Dal consigliare all’essere testimoni

A più di tre anni dalla loro unione, le comunità di Canove, Cesuna e Tresché Conca hanno visto crescere i rapporti reciproci e la collaboprazione. Ora sentono di dover essere lievito e voce sul territorio: il consiglio dell’unità pastorale è impegnato su  questo fronte.

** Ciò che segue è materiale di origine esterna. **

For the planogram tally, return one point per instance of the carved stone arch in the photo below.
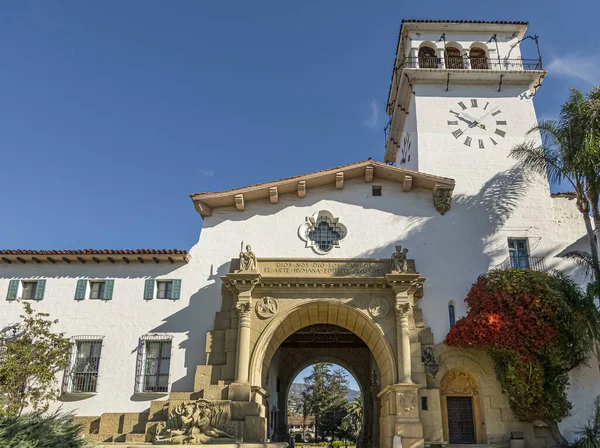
(460, 383)
(453, 55)
(479, 55)
(428, 55)
(322, 312)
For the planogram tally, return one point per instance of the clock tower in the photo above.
(461, 97)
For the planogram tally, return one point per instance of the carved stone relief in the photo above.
(196, 423)
(379, 308)
(266, 307)
(407, 401)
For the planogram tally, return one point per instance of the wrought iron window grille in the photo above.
(81, 377)
(153, 363)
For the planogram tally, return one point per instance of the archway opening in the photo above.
(325, 403)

Dal consigliare all’essere testimoni

Dal consigliare all’essere testimoni. Questo è il passo che i consigli parrocchiali dell’unità pastorale di Canove, Cesuna e Tresché Conca sull’altopiano di Asiago sono chiamati a compiere. A più di tre anni dalla loro unione, le comunità hanno visto davvero crescere il rapporto reciproco e la collaborazione. Adesso è necessario un grosso sforzo per essere lievito e voce sul territorio di riferimento e la presidenza del consiglio dell’unità pastorale gioca un ruolo importante in questo.
Formata dai tre vicepresidenti parrocchiali, dall’attuale parroco moderatore, don Nicola De Guio (entrato in carica nell’autunno scorso, dopo l’esperienza come fidei donum in Ecuador), dal cooperatore, don Federico Fabris, e da una religiosa, sta approntando il futuro cammino. «Come presidenza – racconta Stefano Rigoni, vicepresidente del consiglio pastorale parrocchiale di Canove – siamo chiamati di volta in volta a preparare l’incontro dei consigli pastorali, che sempre più frequentemente, è comunitario. In quest’ottica è stata anche vincente la scelta, in sede di rinnovo, di costituire dei consigli parrocchiali snelli per permettere di ritrovarsi insieme in un consiglio di unità pastorale che possa lavorare garantendo spazio e possibilità di intervento per tutti».
I membri di ciascun consiglio sono otto, di cui cinque eletti dalla rispettive comunità e tre individuati come rappresentanti di realtà pastorali e associazioni. Contraddistingue il consiglio dell’unità pastorale la già buona e positiva capacità di riflettere e confrontarsi insieme. «È frutto di uno stile che ci è stato donato dai due parroci precedenti che per primi tra loro hanno cercato di essere un corpo unico. E in questi anni sono maturati dei frutti inaspettati e messe in moto collaborazioni importanti, come il vivere insieme il triduo pasquale».
I membri dei consigli pastorali riconoscono di aver ancora tanto cammino da compiere per crescere sempre più come chiesa locale, soprattutto nel maturare come testimoni. «Il lavoro e la riflessione che stiamo portando avanti nel consiglio pastorale unitario – continua Rigoni – e il grande impegno per far partire a settembre prossimo il nuovo impianto di iniziazione cristiana, li leggiamo davvero come frutti dello Spirito. Mi piace l’immagine del consiglio come di un gruppo di persone illuminate dallo Spirito e portate da una colomba. Purtroppo però tante volte questa colomba è in gabbia! All’interno del consiglio riusciamo a dirci il bene e l’intenzione di farlo, riusciamo a vivere la corresponsabilità e il consigliare, ma è nei confronti delle comunità che ci blocchiamo».
Il rischio riconosciuto è che tutta la ricchezza di riflessione e di confronto resti sterile se chiusa dentro al consiglio. «Abbiamo paura del giudizio altrui, di non essere all’altezza di ciò che diciamo e decidiamo. Dobbiamo vincere questi limiti! E lo possiamo fare solo creando delle relazioni affettive con la nostra gente, riconoscendo in ciascuno un fratello. Noi sentiamo di poter dare un consiglio non perché siamo maestri ma perché abbiamo affetto per le persone della comunità e del nostro territorio, vogliamo il loro bene, farlo bene e accogliere la parola di tutti. Per questo è necessario che l’attività del consiglio venga divulgata, condivisa, testimoniata. Per dare frutto!».